I recently read something recently about the number of times a seat is “turned” in bigger churches on “many-service” weekends like this. Who would ever imagine someone would analyze something like this?
The sheer volume of the services at this church gives me sympathy for everyone involved in producing these services, staffing nursery, commandering volunteers to park cars, handing out programs, running the sound board and cleaning the toilets.
In the past, I’d been involved in programming services for a non-denominational church, and we put a lot of extra elbow grease into C & E services. We understood these services were meant to be attractive, invitational events, designed to woo people both to Jesus and back to our church in the weeks after Easter. The Monday after these C or E marathons ended, I always woke up with a great big emotional hangover. These events (yup, that’s the right word) were exhausting and exhiliarating, all at once. The emotional arc that best describes the mounting of these Excellent Extravaganas was a lot like the life cycle of staging a theatrical production. It was a rush trying to find a way to creatively communicate the most creative event in all of history – the resurrection of God’s only begotten Son. And it was a rush seeing people connect (a few, for the first time) with Him. Pulling a team together, dreaming, brainstorming, planning – nothing beats it.
So first, a prayer for any of you who are a bit dazed and exhausted today as a result of the C & E express. May you follow God to a place of quiet rest today. And tomorrow.
And an observation, from our current journey into Christian community in a smaller, litugical church: There is something organic and lovely about being able to participate in, rather than spectate (or produce) corporate worship.
I awakened this morning without a hangover.
On a related note, check out Scot McKnight’s always-provocative Jesus Creed blog today. There’s an interesting discussion about a related topic you’ll want to check out. Make sure to read the comments. Lively discussion!

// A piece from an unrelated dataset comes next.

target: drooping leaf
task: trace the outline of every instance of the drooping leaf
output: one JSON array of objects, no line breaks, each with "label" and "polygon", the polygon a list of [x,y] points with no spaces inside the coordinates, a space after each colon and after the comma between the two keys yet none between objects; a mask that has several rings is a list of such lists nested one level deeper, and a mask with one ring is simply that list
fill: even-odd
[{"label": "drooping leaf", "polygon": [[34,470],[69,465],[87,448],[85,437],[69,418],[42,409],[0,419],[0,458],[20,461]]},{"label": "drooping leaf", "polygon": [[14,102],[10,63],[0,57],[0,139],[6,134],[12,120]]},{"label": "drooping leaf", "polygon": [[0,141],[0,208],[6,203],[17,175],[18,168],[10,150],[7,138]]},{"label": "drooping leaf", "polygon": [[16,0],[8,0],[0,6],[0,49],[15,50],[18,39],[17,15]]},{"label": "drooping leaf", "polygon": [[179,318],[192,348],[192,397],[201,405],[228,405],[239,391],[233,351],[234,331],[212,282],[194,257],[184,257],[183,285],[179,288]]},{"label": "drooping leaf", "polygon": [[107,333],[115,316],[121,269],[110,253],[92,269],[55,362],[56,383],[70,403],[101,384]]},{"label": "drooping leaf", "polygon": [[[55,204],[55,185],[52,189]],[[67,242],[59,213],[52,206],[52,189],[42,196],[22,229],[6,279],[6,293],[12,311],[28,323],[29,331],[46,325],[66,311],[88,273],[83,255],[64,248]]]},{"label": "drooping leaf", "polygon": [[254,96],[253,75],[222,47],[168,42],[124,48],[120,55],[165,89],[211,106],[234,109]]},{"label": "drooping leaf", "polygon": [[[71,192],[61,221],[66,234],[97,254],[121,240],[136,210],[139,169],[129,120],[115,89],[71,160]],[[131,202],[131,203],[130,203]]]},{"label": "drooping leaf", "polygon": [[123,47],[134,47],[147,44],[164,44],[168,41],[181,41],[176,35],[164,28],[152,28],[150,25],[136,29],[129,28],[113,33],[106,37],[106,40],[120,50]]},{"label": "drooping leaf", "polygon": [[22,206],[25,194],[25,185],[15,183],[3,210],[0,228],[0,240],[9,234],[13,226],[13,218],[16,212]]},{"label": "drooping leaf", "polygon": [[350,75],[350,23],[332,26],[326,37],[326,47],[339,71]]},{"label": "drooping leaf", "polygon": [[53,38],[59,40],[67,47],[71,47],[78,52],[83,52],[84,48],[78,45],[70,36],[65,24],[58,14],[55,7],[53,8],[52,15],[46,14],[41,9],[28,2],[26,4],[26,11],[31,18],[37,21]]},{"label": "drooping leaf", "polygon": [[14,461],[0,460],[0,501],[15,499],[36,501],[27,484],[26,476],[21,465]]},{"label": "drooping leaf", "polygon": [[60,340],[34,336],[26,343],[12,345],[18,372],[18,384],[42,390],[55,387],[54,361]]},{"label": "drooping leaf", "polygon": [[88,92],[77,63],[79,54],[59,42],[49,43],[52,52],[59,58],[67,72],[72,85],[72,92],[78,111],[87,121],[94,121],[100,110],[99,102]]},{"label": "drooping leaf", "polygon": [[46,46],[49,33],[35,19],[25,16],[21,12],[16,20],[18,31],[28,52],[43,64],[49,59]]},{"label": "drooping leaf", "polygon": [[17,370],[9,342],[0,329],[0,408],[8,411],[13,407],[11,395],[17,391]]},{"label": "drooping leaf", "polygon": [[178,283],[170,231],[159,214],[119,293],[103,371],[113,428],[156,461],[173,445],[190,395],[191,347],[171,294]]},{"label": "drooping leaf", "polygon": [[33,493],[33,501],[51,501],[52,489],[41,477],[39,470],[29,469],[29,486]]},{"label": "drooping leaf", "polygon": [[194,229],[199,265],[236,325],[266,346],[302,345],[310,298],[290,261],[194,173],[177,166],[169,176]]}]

“There is something organic and lovely about being able to participate in, rather than spectate (or produce) corporate worship.” Absolutely! I don’t think corporate worship was ever intended as a spectator sport, but in so many churches, that is what it has become. There is so much to be said for the group singing of a hymn; the young, the old, the middle aged, the broken, the successful, the sick, the well, all together praising God as ONE voice. When the church, instead, produces only slick spectacles, much fellowship is lost, in my opinion.
Praising God together – because we can’t help but love Him together – is an amazing thing. Whether it is a hymn, a well-written worship chorus, or a spontaneous expression of praise pouring from a congregation (my Charismatic self is showing here), our sum is greater than individual parts. But only if we’re participating, not spectating. 🙂
We were never meant to be spectators.